Bennes Béton Desgranges : Durcisseur à béton
Bennes Béton Desgranges est un industriel de Saône-et-Loire, qui propose une benne de durcissement d’une capacité de 6,5 m3. Soit quelque 15 t de matériaux à recycler... Son système est simple et basé sur le principe du démoulage, une fois le béton durci. Un système mécanique breveté permet après 12 h de séchage minimum d’assurer le déchargement du bloc sur une plate-forme de concassage. Le transport de la benne s’effectue par camion Ampliroll standard. Simple et efficace.

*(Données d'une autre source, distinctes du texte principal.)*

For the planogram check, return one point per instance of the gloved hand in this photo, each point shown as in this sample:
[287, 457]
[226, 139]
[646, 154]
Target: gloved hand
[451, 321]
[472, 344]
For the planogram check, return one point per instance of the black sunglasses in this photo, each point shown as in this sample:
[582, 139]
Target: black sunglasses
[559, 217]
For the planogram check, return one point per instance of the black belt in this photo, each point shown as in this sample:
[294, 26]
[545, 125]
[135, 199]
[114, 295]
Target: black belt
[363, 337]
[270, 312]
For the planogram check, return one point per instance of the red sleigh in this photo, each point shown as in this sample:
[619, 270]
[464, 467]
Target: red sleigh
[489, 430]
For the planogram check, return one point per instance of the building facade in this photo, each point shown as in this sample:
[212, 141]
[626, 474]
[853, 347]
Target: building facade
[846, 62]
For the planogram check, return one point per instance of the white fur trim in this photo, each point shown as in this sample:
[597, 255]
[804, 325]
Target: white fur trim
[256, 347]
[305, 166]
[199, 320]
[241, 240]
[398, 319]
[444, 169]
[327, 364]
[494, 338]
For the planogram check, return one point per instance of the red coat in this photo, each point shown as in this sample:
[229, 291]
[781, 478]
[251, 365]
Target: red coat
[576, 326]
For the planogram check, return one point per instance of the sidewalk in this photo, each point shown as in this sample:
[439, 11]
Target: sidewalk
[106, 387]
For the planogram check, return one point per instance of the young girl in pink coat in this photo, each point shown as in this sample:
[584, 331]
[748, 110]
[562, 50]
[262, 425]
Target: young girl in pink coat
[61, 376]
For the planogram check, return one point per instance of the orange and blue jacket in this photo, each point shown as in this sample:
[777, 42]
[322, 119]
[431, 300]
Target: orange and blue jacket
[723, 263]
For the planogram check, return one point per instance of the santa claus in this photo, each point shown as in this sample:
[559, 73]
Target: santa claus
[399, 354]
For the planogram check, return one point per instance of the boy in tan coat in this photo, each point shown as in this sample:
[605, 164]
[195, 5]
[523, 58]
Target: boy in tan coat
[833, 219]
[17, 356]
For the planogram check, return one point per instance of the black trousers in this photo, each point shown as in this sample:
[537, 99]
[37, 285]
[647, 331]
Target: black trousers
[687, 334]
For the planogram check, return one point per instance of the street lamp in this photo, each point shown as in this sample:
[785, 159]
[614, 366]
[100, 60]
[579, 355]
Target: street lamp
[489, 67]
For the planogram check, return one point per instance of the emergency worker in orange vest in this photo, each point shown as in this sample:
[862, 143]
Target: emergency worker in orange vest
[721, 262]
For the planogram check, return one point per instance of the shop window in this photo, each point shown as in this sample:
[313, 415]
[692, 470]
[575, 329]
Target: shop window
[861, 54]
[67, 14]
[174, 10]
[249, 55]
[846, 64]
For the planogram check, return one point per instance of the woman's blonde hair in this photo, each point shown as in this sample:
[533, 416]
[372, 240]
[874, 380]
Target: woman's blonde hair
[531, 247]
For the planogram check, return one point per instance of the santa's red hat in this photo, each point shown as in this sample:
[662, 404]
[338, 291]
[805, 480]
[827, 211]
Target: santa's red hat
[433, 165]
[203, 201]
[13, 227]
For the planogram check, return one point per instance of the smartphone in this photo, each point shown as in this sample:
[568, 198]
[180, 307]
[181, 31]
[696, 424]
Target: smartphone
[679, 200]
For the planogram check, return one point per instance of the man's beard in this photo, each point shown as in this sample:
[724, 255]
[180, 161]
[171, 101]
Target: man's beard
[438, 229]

Béton Stone Consulting : La solution s’appelle Ecofrog
Béton Stone Consulting (BSC) propose l’Ecofrog, un système de recyclage des eaux de lavage et des restes de béton. La laveuse RE_X utilise le principe de la décantation, afin de séparer les différents éléments du béton. Elle fonctionne sur le principe de flottaison pour séparer les résidus de béton des graviers, avec une coupure à 0,25 mm, de l’eau de lavage (ciment et éléments fins restant en suspension dans l’eau). Les eaux chargées sont maintenues en suspension dans le bassin d’agitation et peuvent être pompées directement dans le malaxeur pour leur réutilisation. Les granulats sont éjectés à l’aide d’une goulotte vibrante ascendante. L’eau d’égouttage retourne dans la laveuse et l’on obtient un lavage parfait des granulats, qui peuvent ainsi être réutilisés. La gamme Ecofrog RE_X permet de traiter de 2 m3/h à 26 m3/h. « L’avantage de cette solution est qu’elle fonctionne sans vis, mais à l’aide d’un couloir vibrant dans lequel on rince le granulat avant de l’extraire de la machine une fois égoutté, explique Sylvain Adam, gérant de BSC. Les laveuses classiques à vis qui servent à extraire les gros éléments ont le désavantage de garder la laitance. Ce matériel nous permet de garantir à nos clients que les minéraux au-dessus de 0,25 mmsont dépourvus de laitance de ciment et ne risquent pas de durcir dans les trémies de stockage pour leurs réutilisations dans la production. » BSC possède aussi un certain nombre de systèmes de séparation des minéraux de l’eau pour valoriser les éléments inférieurs à 0,25 mm,dans l’objectif du zéro déchet. Notamment la tour de décantation Aquare_X et le filtre-presse RE_Xpress.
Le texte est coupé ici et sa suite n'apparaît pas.